Он что-то пробормотал и слегка пошевелил двумя пальцами. За одной из стен послышался слабый стук, когда шпион там внезапно заснул. Эл невесело улыбнулся участку стены и воспользовался потайной дверью, которую он хотел сохранить в секрете еще немного, пройдя по темному проходу в одну из заброшенных и пыльных скрытых комнат в Доме Единорога. Немного времени наедине с собой, чтобы подумать — это редкое сокровище, которым некоторые люди пренебрегают... а другие, действительно обделенные жизнью, просто не могут себе позволить. В этом году уже погибло три барона, один из них с кинжалом в горле в двух шагах от входа в тронный зал, и шесть — нет, семь — меньших лордов. Галадорна превратилась в гнездо гадюк, нападающих друг на друга с обнаженными клыками всякий раз, когда им вздумается, и придворный маг не был счастливым человеком. У него не было друзей; все, с кем он подружился, вскоре заканчивали тем, что по утрам невидяще пялились в потолок. За каждой дверью во дворце раздавался шепот, и никогда не было настоящих улыбок, когда эти двери открывались.
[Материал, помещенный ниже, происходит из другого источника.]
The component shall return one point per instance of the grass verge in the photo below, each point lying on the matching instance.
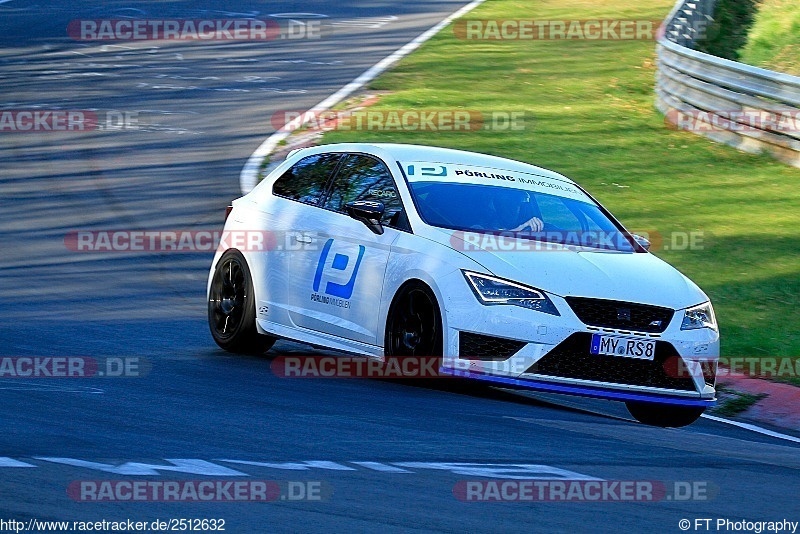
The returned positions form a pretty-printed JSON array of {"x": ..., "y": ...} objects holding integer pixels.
[
  {"x": 589, "y": 114},
  {"x": 774, "y": 40}
]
Эл даже начал привыкать к виду темных полос крови, вытекающих из-за закрытых дверей; возможно, ему следует издать указ, приказывающий снести и сжечь все двери в Нетраре. Ха-ха. Он начинал оправдывать прозвище, которым, как он знал, его называли за спиной: «губошлеп, извергающий указы». Бароны и лорды постоянно пытались подорвать королевскую власть или даже открыто разбойничать при дворе, а его госпожа-наставница ничем не помогала, слишком редко используя свои заклинания, чтобы вызвать какой-либо страх, который, в свою очередь, мог породить послушание. Слева от него послышался слабый царапающий звук. Эльминстер потянул за правую ручку, и панель открылась. Двое молодых гвардейцев вглядывались в полумрак.
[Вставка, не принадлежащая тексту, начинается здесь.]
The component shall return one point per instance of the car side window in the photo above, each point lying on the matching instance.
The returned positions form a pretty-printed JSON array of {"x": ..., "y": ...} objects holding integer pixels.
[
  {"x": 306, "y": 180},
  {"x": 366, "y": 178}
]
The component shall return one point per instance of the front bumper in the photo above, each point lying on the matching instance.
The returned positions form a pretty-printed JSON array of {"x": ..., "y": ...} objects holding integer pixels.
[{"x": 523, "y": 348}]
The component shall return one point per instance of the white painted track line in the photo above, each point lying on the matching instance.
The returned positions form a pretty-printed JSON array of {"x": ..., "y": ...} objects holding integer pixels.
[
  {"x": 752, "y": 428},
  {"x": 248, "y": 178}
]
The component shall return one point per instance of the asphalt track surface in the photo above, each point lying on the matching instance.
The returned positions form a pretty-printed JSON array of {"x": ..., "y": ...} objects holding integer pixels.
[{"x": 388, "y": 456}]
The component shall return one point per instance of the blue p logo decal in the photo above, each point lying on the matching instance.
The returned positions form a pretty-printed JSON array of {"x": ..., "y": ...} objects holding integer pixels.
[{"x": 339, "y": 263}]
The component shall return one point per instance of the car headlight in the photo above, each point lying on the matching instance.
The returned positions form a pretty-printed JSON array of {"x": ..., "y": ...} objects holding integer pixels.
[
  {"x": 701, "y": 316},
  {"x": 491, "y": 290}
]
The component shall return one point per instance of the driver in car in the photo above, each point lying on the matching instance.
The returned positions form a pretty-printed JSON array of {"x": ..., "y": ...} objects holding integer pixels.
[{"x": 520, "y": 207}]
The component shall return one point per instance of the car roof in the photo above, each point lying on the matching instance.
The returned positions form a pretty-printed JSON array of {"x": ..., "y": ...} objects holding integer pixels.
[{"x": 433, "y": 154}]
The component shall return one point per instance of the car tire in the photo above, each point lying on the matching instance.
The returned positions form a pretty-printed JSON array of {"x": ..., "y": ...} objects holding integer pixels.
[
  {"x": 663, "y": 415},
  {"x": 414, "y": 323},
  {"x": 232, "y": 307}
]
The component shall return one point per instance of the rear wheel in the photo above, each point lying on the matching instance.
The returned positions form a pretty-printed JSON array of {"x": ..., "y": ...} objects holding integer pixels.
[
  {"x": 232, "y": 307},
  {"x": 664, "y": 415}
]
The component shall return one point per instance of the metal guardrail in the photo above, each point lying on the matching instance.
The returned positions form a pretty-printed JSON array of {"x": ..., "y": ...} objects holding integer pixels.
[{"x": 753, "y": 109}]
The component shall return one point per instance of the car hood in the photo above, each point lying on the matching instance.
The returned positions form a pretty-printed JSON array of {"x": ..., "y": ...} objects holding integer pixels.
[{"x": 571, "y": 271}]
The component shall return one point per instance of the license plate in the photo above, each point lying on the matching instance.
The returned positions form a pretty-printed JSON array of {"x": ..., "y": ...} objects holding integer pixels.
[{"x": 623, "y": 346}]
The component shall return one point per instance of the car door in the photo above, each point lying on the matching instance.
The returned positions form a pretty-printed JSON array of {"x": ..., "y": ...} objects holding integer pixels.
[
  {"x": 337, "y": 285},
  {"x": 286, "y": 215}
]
— Вы посылали за нами, лорд Эльминстер?
— Ты нашел свитки, Делвер, и...?
— Сжег, и пепел во рву, милорд, как вы приказали, смешан с пылью, которую вы дали мне. Потратил всю.
Эльминстер кивнул и протянул руку, чтобы коснуться лба.
— Забудь обо всем, верный воин, — сказал он, — и так избежишь гибели, которой мы все боимся.
Стражник, которого он коснулся, вздрогнул, глаза его были пусты. Затем он повернулся и поспешил обратно в темноту, на ходу расшнуровывая штаны. Он направлялся в свои покои, когда внезапная острая потребность привела его в заброшенное крыло дворца.
— Инграт? — спокойно спросил придворный маг.
— Я нашел К... то есть, ее работу в палате Красного Щита и смешивал с белым порошком, пока не мог больше её видеть. Затем я произнес эти слова и вышел.
Эл кивнул и протянул руку.
— Вы с Делвером получаете такие щедрые награды... — пробормотал он. Гвардеец усмехнулся.
— Только, пожалуйста, не надо сортиров, милорд. Пусть это будет блуждание в попытках вспомнить мои юношеские увлечения здесь, внизу, а? Эл улыбнулся.
— Как пожелаешь, — сказал он, когда его пальцы коснулись плоти. Глаза Инграта блеснули, и погруженный в забвение воин обогнул неподвижного и молчаливого мага, обошел задумчивым кругом комнату, нашел панель и зашагал прочь, снова забыв о своей роли в замедлении зла Дасумии. Это может сохранить ему жизнь еще на месяц или два. Было бы безопаснее, если бы эти двое не были друзьями и ничего не знали друг о друге, но случилось так, что лучшие воины, которым Эл мог доверять после тонкого, но тщательного наблюдения за разумом, были крепкими друзьями. В этом не должно быть ничего удивительного, предположил он.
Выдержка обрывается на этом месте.